Décidément, Ahmed Madani a l’art de faire émerger et de donner la parole à la jeunesse. Après sa formidable trilogie Face à leur destin (Illumination(s), en 2012, F(l)ammes, en 2016, et Incandescences, en 2021), consacrée au quotidien, aux rêves et aux peurs de jeunes des quartiers populaires, le metteur en scène revient au Théâtre des Halles, à Avignon, et enthousiasme de nouveau le public du Festival « off ».

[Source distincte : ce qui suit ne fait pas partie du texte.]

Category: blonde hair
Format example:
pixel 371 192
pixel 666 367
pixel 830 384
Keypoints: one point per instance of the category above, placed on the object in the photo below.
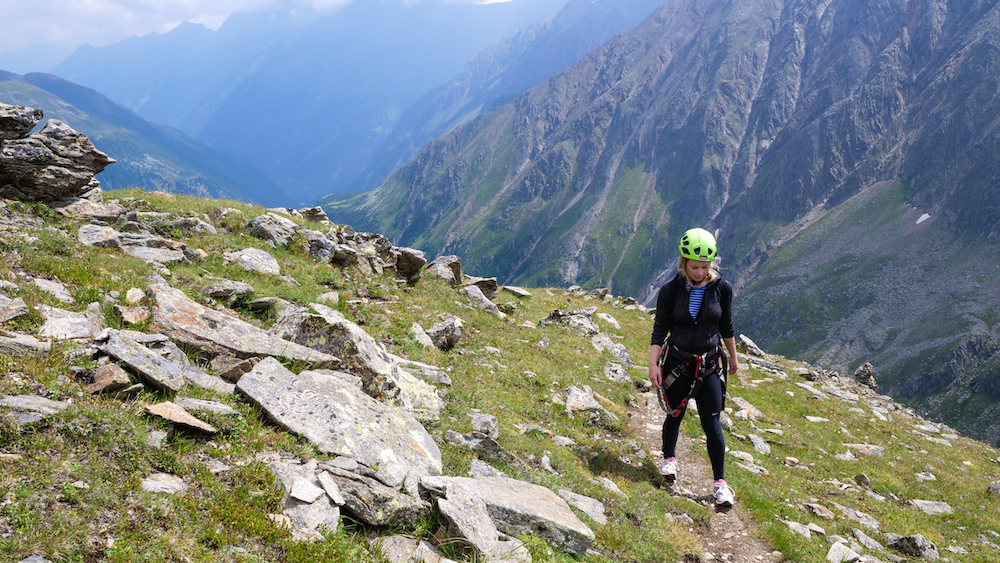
pixel 713 270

Avec sa nouvelle création, Entrée des artistes, il poursuit son investigation sur ce qu’est être jeune aujourd’hui en élargissant l’origine territoriale et sociale de ses protagonistes. Soit sept anciens étudiants de l’école supérieure de théâtre Les Teintureries (où Ahmed Madani avait réalisé le spectacle de sortie de la dernière promotion), à Lausanne, en Suisse, à qui l’auteur a posé une question en apparence simple : « Pourquoi voulez-vous faire du théâtre ? »
Suisses, français, portugaise, franco-chilienne, issus de milieux plus ou moins favorisés, ces apprentis comédiennes et comédiens respirent la vie, se livrent avec une sincérité désarmante et nous touchent au cœur. Leur héritage culturel, leurs désirs, leur quête de sens, leurs révoltes, leur parcours d’émancipation les ramènent à leur histoire familiale et nous font, nous spectateurs, nous réinterroger sur notre itinéraire et nos choix. Eux, le théâtre les a sauvés. Que ce soit d’un quotidien qu’ils ne voulaient pas banal, d’un milieu familial où ils étouffaient, de conventions sociales qu’ils refusaient de subir.
Il y a notamment Côme et sa famille aimante, soutenante, « de droite et croyante ». L’homme de 26 ans en parle avec bienveillance, mais explique sa volonté de ne pas s’inscrire dans « l’esprit de conquête » propre à « la classe dominante ». Dolo, 24 ans, à l’enfance fracassée par un inceste, parle de ses tatouages comme de « graffitis que [ses] non-dits ont tracés ». Le théâtre lui a évité la polytoxicomanie, a canalisé sa colère et est devenu toute sa vie.
Jeanne, elle, s’interroge sur ses rapports avec sa mère, qui aurait rêvé d’être artiste, et sur le processus d’identification. Igaëlle, « ex-grosse », dont les parents « se sont aimés très fort avant de se désaimer encore plus fort », a fait de son corps un théâtre. « Avec les mots des autres, j’ai réussi à sortir les miens et à trouver mon lieu de résistance. » Lisa, elle, n’en pouvait plus d’être « une petite fille suisse parfaite et docile », et avait « la hantise de finir dans un bureau ». « Le théâtre est le métier des enfants qui ne veulent pas devenir adultes. Je veux déranger et parler fort », revendique-t-elle.